Skip to content

Research Pipeline

The research pipeline ingests academic literature so agents can ground decisions in published work rather than intuition. Implemented under teaparty/learning/research/.

Research memory is separate from episodic and procedural memory: it is external knowledge the organization consults, not knowledge it produced. The pipeline handles acquisition (fetching papers), extraction (turning PDFs into searchable text), and retrieval (indexing with source-weighted BM25).

Fetchers

arXiv (fetch_arxiv.py)

Queries the arXiv REST API for papers matching a keyword or phrase, writes structured records to an output directory, and maintains a registry (sources.json) for deduplication across runs.

Options include category filtering (e.g. cs.AI), sort order (relevance, lastUpdatedDate, submittedDate), pagination, and maximum result count. Each paper is written as a YAML-frontmattered markdown file with abstract, authors, dates, arXiv ID, and categories.

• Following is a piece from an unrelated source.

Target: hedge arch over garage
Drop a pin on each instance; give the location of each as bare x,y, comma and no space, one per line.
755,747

Semantic Scholar (fetch_semantic_scholar.py)

Three subcommands against the Semantic Scholar Graph API:

  • search — keyword/phrase search across the corpus
  • references — papers cited by a given paper
  • citations — papers that cite a given paper

Reference and citation traversal complements arXiv: once a seed paper is found, its local graph can be expanded in either direction to surface related work that keyword search would miss.

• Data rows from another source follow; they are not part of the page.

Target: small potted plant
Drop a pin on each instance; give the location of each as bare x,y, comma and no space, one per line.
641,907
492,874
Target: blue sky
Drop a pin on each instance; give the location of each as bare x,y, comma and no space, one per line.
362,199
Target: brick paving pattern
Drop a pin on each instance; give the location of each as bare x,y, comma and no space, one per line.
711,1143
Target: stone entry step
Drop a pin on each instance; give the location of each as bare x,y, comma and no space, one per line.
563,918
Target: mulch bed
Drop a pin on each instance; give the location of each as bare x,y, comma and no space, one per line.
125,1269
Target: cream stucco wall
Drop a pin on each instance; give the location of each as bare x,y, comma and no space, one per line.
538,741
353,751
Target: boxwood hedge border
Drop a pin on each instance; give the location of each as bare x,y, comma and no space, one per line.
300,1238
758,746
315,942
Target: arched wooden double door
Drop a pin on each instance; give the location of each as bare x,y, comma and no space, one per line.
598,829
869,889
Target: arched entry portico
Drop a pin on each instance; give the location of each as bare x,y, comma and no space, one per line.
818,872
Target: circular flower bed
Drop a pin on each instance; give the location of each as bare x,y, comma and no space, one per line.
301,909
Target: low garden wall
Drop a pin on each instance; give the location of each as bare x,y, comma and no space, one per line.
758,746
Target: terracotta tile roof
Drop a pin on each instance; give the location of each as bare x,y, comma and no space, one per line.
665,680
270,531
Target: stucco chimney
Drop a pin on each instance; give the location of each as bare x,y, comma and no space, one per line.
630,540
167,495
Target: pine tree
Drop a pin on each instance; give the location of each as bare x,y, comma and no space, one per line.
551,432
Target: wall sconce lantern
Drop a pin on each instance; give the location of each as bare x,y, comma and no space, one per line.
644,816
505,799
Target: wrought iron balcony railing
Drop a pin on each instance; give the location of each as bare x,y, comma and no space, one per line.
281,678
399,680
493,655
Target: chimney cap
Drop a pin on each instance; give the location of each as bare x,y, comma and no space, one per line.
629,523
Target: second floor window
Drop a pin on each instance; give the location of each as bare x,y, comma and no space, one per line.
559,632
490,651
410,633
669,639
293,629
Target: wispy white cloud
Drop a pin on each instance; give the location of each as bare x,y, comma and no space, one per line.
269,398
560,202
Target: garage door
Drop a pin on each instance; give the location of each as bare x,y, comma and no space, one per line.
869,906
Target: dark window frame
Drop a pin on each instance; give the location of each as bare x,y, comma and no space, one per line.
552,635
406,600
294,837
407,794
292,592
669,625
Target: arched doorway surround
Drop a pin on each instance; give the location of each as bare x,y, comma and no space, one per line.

Authenticated access via S2_API_KEY raises rate limits above the unauthenticated ~100 req / 5 min.

Extraction

extract_pdf.py downloads a PDF (or reads a local one) and extracts plain text. The primary path uses PyMuPDF (fitz) when available; the fallback uses a basic stdlib approach that extracts what it can from uncompressed streams.

Exit is always 0 — an empty output file signals extraction failure. The caller decides what to do. This keeps the pipeline tolerant of the one pathological PDF that would otherwise block a batch run.

Indexing and retrieval

indexer.py maintains a SQLite FTS5 database over paper markdown files with YAML frontmatter. Retrieval supports:

  • BM25 scoring via FTS5
  • Citation-count boost — papers cited more heavily get a ranking bump
  • Source-type weighting — different source tiers (e.g. peer-reviewed vs preprint) carry different default weights
  • Section-scoped queries — retrieve against abstract, notes, relevance, or full_text sections
  • MMR re-ranking for diversity, preventing near-duplicate results from dominating top-k

The database is initialized with --init, populated with --source <papers_dir> --registry <sources.json>, and queried with --query "..." --top-k N.

How it connects

Research retrieval is invoked by agents during planning and by researchers during deep literature passes. It does not promote into episodic memory — a paper is not a learning, it is a source. When agents form their own conclusions from a paper, those conclusions enter the episodic system through the normal extraction path, and the paper ID can be preserved in the entry's metadata for traceability.

For the broader research approach (how topics are selected, how papers are digested, how findings feed design), see the research skills (/research, /digest, /intake) and the research index under docs/research/.